Antarktis Farbiger Eisberg entdeckt

Spektakuläres Foto aus der Antarktis: Einem Meeresforscher ist ein bunter Eisberg vor die Kameralinse getrieben. Wie genau die farbigen Streifen in den gefrorenen Riesen entstehen, stellt Forscher vor Rätsel.


Oyvind Tangen hatte Fotografenglück, an diesem Montag Anfang März. Sein Schiff, die "G.O. Sars", fährt in der Nähe der Antarktischen Küste durch den südlichen Ozean. Der 62-jährige Meeresforscher, der eigentlich im norwegischen Bergen zu Hause ist, suchte die Wasserfläche ab, als sein Blick an einem wundersamen, im Wasser treibenden Etwas hängenblieb.

Wie ein riesiges wundersames Wesen aus der Tiefsee sah das Objekt aus. Ein abgerundeter weißer Körper, von verschiedenfarbigen schrägen Streifen durchzogen: manche grün, manche blau, manche braun. Vor Tangen trieb ein marmorierter Eisberg im Wasser, der unregelmäßig abgeschmolzen war.

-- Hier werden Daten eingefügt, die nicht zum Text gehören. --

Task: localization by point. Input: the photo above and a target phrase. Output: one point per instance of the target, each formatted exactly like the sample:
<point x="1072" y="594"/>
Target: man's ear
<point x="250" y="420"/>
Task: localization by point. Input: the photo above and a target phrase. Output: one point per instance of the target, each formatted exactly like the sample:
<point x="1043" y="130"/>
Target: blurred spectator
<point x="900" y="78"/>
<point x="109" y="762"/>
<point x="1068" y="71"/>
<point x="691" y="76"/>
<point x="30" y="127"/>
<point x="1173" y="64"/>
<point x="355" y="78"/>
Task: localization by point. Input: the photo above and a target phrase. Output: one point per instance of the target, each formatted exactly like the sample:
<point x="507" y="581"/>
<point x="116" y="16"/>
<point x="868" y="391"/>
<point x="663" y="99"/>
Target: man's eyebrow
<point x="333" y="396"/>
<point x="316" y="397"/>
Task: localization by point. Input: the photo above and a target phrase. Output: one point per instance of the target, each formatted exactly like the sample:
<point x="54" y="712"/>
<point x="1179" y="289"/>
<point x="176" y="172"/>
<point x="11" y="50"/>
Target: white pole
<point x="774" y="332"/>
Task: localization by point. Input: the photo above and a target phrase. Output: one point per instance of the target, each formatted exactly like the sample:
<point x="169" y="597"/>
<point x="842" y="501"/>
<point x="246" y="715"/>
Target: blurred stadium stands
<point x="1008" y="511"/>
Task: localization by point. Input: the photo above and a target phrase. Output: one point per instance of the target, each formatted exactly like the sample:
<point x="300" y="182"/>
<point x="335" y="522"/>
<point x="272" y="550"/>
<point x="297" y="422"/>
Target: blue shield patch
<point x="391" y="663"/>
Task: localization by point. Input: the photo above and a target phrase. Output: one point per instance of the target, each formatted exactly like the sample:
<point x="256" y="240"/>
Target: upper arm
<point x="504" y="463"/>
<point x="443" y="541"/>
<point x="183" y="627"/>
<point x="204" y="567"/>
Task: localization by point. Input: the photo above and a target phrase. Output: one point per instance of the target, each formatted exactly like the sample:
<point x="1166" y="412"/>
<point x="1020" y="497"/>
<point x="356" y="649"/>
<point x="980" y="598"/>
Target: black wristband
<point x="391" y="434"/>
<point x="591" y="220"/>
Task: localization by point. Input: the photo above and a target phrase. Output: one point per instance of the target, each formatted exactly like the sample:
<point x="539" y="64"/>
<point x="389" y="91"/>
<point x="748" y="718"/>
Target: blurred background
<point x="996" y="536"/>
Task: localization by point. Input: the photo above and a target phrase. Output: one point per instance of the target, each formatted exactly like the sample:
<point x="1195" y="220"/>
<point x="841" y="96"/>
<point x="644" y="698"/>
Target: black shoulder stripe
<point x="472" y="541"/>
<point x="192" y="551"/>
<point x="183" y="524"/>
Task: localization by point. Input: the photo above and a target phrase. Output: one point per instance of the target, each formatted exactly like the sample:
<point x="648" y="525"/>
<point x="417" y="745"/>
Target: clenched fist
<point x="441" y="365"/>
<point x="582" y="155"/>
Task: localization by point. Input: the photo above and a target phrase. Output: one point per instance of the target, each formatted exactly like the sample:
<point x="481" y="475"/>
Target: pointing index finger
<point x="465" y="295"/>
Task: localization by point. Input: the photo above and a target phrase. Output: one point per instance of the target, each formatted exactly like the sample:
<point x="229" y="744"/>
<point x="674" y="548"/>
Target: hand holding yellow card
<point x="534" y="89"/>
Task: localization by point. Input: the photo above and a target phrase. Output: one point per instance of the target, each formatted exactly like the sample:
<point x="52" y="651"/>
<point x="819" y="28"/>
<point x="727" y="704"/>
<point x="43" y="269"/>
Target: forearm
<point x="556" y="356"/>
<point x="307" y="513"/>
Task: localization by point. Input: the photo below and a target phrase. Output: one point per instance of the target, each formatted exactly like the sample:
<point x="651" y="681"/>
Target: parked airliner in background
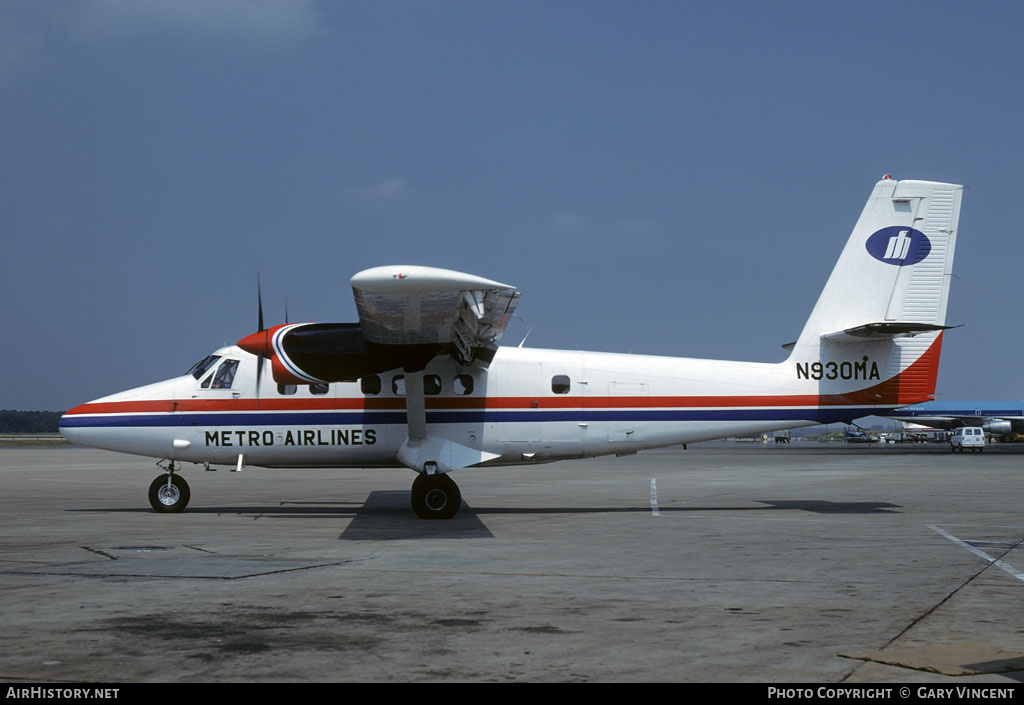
<point x="996" y="418"/>
<point x="420" y="381"/>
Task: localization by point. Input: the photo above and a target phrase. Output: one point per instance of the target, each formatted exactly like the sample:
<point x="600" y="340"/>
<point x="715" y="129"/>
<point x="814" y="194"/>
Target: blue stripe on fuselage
<point x="819" y="414"/>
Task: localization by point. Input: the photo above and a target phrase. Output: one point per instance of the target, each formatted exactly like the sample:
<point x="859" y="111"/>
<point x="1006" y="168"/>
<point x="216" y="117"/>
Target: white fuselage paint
<point x="614" y="404"/>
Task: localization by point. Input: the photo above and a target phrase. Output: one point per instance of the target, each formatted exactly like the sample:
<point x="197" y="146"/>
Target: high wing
<point x="412" y="307"/>
<point x="422" y="305"/>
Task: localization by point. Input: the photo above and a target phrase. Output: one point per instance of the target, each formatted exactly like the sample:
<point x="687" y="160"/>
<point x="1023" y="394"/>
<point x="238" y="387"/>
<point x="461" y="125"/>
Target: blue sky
<point x="662" y="177"/>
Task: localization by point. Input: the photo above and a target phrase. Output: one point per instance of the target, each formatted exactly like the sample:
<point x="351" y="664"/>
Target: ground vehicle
<point x="856" y="437"/>
<point x="968" y="437"/>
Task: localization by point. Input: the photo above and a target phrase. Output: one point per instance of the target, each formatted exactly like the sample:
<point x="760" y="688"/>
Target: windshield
<point x="200" y="368"/>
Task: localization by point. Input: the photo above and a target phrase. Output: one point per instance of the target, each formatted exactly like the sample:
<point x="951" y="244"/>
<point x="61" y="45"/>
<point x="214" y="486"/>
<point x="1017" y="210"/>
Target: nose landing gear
<point x="169" y="493"/>
<point x="435" y="496"/>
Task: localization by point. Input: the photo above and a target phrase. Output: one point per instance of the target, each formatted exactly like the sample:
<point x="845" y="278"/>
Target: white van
<point x="968" y="437"/>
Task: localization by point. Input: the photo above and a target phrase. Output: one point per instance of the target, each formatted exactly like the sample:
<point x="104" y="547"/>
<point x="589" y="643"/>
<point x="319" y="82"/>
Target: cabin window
<point x="371" y="384"/>
<point x="200" y="368"/>
<point x="463" y="384"/>
<point x="431" y="384"/>
<point x="224" y="377"/>
<point x="560" y="384"/>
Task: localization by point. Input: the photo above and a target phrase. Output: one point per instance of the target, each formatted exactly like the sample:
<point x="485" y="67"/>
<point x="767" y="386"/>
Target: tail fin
<point x="885" y="303"/>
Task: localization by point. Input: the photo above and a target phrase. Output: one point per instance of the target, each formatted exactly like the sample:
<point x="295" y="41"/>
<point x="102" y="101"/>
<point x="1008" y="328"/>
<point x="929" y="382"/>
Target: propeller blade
<point x="259" y="373"/>
<point x="259" y="302"/>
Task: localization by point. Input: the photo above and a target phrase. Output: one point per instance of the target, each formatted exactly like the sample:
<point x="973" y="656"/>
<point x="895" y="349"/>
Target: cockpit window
<point x="200" y="368"/>
<point x="224" y="376"/>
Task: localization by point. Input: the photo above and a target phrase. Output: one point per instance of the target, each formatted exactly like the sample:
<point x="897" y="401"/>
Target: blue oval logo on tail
<point x="898" y="245"/>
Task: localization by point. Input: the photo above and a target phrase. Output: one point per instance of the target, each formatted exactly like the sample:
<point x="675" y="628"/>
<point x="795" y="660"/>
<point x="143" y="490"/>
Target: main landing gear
<point x="435" y="496"/>
<point x="169" y="493"/>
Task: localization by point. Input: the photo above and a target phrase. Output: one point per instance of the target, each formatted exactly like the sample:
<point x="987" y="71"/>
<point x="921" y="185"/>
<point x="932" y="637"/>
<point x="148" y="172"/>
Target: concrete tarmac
<point x="723" y="563"/>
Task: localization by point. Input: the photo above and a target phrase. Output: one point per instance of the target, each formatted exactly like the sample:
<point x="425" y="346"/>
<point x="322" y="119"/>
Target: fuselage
<point x="527" y="406"/>
<point x="995" y="417"/>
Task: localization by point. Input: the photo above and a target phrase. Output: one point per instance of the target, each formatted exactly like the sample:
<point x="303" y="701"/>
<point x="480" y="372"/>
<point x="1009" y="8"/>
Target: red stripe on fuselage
<point x="912" y="385"/>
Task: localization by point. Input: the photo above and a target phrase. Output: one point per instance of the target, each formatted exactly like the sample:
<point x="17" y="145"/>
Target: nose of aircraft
<point x="257" y="343"/>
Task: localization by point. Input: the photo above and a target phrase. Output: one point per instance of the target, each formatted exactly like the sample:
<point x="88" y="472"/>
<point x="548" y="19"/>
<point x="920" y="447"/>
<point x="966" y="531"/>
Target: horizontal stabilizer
<point x="883" y="331"/>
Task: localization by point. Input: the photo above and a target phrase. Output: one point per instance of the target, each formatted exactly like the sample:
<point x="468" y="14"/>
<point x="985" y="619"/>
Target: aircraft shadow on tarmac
<point x="386" y="514"/>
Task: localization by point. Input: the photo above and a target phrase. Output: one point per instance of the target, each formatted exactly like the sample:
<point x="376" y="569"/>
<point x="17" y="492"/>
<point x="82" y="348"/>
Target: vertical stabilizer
<point x="885" y="303"/>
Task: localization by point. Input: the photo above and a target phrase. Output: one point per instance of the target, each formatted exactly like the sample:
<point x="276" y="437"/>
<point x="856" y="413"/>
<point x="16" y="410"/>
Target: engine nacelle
<point x="309" y="353"/>
<point x="997" y="426"/>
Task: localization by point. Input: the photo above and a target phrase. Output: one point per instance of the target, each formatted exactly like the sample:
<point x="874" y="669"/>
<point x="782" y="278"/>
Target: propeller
<point x="261" y="355"/>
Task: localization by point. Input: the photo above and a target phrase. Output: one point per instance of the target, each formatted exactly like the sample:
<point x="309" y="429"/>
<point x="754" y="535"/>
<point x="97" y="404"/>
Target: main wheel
<point x="169" y="498"/>
<point x="435" y="496"/>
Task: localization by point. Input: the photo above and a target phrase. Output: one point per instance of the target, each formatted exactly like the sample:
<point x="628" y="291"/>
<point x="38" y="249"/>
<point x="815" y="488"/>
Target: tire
<point x="169" y="499"/>
<point x="435" y="496"/>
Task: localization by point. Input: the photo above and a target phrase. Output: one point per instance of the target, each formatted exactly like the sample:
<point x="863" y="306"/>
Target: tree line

"Es kommt immer wieder vor, dass man so einen Eisberg sieht", bestätigt der Glaziologe Hans Oerter vom Alfred-Wegener-Institut für Polar- und Meeresforschung (AWI) im Gespräch mit SPIEGEL ONLINE. Er habe vor vier Jahren im Antarctic-Sund, also vor der nordwestlichen Spitze der Antarktischen Halbinsel, solch einen spektakulären Eisberg beobachten können.

Wie genau die farbigen Eisriesen entstehen, ist jedoch nicht abschließend geklärt. Klar sei immerhin, sagt Oerter, wie die verschiedenen Farbtöne zustande kommen. Zum Beispiel die blauen Eisbereiche: "Bläuliches Eis enthält keine Luftblasen, wie sie in Eis vorkommen, das durch die Metamorphose von Schnee entsteht." Wird Luft eingeschlossen, entsteht im Eis ein weißlicher Farbton; fehlt sie, schimmert es blau.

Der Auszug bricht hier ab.